The 2017 Rosés Are Coming

Rosé season is coming up gang!

7981_content_roseActually, there really isn’t a “rosé season” per se; that’s just something we created in our collective minds. As if we can’t drink anything pink unless it’s spring or summer and the sun is shining. Nonsense! You probably drink white wine in the winter, right?! And many white wines are refreshing, just like rosé, and can be even lighter on the palate.

What is indisputable is that the new crop of rosés from the 2017 vintage are being released as we speak. Lots of pictures of pretty pink and peachy juice can be seen on Instagram, wobbling down the bottling line. It seems that anyone who has a wine label these days, considers it an obligation to make rosé.

rosebottling
2017 Long Meadow Ranch Anderson Valley Rosé of Pinot Noir coming down the bottling line.

Now that there is a veritable plethora of rosé options on your local wine retailer’s shelf, how in the world are you supposed to you decide? Besides the obvious strategies of buying by price and label (you know who you are), here are some things to consider:

DRY OR SWEET. Are you looking for a dry rosé or a sweet rosé? Generally speaking, most quality rosés on the market today are dry. If you think you are looking for a sweet rosé, do you really mean sweet, or do you just mean “fruity”?  If you want something sweet as cotton candy, then ask for that.  If you want something with lots of tropical fruit, talk about it that way. If you favor floral, citrus and mineral characteristics, use those words. This will help get what you want.

THE COLOR OF ROSÉ.  It’s tempting to choose a rosé based on color, but don’t put too much emphasis on that. Darker rosés somehow give the impression that they are sweeter (Hey Kool-Aid!), which is not necessarily the case.  More intensely colored rosés do, however, generally have more body because the juice of the grapes spends more time mingling with the skins.  (The skin of the grape is what gives a wine color; in all but a very few cases, the pulp inside the grape is clear.) Grape variety can effect color as well. You would expect a rosé made from Cabernet Sauvignon to be darker than a rosé made from Pinot Noir, because the skin of the Cabernet grape is darker.
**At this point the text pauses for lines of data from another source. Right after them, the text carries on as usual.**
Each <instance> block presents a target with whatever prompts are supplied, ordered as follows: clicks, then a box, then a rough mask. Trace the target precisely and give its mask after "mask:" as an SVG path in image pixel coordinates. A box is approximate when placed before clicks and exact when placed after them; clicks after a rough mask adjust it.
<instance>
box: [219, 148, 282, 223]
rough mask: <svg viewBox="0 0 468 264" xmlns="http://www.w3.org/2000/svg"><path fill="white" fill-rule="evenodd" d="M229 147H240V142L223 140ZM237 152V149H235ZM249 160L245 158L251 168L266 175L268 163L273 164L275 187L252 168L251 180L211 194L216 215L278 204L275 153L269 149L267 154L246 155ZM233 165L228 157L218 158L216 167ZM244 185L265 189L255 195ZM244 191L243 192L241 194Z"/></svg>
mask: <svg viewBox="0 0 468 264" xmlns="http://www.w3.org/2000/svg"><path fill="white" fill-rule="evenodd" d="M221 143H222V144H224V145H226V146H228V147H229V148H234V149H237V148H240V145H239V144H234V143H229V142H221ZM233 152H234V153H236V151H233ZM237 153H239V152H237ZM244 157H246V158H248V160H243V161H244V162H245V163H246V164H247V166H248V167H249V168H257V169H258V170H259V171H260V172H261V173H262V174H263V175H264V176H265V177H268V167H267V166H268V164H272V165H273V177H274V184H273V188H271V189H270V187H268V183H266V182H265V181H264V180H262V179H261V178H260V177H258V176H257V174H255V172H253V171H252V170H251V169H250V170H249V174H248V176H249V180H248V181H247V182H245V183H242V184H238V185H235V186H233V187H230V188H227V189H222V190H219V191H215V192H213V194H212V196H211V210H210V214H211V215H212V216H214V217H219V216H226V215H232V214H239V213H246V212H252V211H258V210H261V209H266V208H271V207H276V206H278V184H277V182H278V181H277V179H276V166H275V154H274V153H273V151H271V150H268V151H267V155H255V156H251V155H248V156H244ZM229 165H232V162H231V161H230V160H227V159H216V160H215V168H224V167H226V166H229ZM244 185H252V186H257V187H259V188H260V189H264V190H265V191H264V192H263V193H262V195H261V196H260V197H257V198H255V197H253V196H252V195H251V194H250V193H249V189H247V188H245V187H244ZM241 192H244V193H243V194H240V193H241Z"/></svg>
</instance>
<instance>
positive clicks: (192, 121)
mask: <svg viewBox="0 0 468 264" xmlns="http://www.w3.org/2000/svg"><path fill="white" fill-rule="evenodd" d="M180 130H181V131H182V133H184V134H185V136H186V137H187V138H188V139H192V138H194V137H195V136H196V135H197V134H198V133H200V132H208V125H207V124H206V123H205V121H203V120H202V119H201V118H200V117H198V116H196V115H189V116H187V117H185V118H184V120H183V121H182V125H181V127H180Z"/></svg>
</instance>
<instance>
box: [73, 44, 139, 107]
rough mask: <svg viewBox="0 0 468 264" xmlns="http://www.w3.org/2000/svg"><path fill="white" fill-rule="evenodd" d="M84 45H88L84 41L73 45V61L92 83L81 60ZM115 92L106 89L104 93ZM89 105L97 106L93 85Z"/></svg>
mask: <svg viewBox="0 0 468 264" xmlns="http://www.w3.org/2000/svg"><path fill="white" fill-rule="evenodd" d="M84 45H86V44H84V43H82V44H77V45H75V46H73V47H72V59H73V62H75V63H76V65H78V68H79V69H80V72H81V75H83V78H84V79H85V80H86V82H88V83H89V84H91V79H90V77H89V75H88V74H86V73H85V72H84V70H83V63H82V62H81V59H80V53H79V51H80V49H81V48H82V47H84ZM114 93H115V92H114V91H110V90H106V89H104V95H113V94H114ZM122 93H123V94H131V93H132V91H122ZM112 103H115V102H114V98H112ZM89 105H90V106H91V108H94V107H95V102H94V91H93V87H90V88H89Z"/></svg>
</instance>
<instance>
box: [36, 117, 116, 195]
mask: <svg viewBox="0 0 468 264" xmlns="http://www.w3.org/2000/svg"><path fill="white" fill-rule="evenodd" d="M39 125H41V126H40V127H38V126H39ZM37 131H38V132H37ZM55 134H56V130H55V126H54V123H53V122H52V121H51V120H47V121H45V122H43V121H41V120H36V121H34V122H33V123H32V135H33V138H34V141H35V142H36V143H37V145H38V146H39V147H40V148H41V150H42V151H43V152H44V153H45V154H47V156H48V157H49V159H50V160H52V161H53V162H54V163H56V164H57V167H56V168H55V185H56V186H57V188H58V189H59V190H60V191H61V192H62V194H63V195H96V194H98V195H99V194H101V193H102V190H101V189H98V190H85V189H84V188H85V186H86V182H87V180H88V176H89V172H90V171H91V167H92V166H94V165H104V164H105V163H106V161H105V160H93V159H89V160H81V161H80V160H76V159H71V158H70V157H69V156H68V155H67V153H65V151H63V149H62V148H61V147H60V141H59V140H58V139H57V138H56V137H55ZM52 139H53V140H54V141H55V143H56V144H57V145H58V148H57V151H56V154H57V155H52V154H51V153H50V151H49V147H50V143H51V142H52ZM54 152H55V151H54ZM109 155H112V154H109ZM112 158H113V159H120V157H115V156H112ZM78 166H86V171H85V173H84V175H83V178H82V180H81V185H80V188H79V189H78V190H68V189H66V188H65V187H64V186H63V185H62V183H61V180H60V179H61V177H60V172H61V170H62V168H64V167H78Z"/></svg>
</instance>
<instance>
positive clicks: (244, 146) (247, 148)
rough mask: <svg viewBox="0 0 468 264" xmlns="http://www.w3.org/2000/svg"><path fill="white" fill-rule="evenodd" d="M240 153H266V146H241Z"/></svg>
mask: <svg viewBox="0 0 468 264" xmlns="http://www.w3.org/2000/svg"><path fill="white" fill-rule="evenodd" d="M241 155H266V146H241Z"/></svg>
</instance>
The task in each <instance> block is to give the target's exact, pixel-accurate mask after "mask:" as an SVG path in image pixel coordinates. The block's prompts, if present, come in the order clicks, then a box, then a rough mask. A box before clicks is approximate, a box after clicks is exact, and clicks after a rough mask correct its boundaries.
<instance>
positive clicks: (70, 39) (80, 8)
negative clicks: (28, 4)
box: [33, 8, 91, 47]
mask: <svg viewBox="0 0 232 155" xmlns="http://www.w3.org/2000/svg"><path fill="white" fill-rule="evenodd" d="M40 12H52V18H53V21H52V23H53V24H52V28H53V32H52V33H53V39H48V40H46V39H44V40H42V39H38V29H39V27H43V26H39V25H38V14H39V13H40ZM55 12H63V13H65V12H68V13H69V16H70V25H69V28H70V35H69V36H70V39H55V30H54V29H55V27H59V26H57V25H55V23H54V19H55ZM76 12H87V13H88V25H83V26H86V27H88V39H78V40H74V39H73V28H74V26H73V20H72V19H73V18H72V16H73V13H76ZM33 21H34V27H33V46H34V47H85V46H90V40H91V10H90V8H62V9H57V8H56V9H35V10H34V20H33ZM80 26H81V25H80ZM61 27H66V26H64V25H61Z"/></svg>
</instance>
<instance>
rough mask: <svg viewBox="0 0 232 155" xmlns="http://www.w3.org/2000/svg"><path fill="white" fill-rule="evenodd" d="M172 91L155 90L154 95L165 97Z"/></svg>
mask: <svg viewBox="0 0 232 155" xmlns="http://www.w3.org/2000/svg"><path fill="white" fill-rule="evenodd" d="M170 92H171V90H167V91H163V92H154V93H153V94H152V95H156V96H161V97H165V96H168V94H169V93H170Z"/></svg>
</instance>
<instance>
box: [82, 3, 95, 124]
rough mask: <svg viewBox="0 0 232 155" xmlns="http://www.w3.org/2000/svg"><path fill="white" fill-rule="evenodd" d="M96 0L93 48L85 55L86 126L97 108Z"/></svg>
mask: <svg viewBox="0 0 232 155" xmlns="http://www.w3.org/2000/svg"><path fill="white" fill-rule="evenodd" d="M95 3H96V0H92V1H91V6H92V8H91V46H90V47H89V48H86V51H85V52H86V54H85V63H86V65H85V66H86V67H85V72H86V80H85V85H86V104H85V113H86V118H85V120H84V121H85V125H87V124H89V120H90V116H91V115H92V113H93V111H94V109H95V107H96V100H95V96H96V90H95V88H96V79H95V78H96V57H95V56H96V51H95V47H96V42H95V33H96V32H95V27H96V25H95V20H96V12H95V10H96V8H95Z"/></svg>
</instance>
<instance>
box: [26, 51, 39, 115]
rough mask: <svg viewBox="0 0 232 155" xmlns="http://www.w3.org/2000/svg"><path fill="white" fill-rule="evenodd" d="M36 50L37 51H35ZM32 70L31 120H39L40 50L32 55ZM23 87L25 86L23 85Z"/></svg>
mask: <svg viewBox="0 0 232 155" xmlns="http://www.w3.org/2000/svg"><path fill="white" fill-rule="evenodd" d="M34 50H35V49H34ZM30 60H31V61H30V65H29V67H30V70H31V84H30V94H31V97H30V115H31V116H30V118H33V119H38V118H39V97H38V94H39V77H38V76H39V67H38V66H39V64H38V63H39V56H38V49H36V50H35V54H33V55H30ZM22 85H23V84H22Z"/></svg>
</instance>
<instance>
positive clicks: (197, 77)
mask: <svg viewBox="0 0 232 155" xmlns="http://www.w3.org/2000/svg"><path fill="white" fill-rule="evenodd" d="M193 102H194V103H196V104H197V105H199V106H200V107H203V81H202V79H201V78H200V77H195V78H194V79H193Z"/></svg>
A good start is to think about a red wine grape that you like, and try a rosé made from that grape.

METHOD TO THE MADNESS.  If you want to get a little advanced, ask about how the rosé was made.  In the Direct Press method, grapes are gently pressed until skins from the grapes turn the juice a pinkish color. When the desired color is attained, the juice is transferred to a tank to rest. Direct Press rosés commonly highlight floral characteristics and are delicate and aromatic. In the Saignée method, rosé is produced during the process of making red wine.  At a very early stage in the red winemaking process (2 hours to a full day), some of the juice, which is starting to develop color, is bled off to make rosé. The remaining juice and grape skins will continue on to make red wine. These rosés tend to be less aromatic, rounder, and fruitier in flavor. Some rosés use a combination of the two methods.

DOES AGE MATTER? Rosé wines can age. Let’s just get that out of the way so the wine geeks don’t cry foul on me. There are rosés from the Bandol region of France that age well, Spanish Rioja rosés that age well, and certainly rosé Champagnes that stand the test of time. Most rosés you’ll find in your local store, however, are going to be from the previous year’s vintage (2017), or one year older (2016).  Many of the rosé wines that are built to last will cost you more than $25. The vast majority of rosés under $25 are made to be drunk young and fresh, within a year or two of the vintage date.

Whether you are looking for a wine to sip by the pool, quaff on the porch, enjoy with a plate of salumi and olives, or pair with a more serious meal, there is a rosé out there for you. Cheers!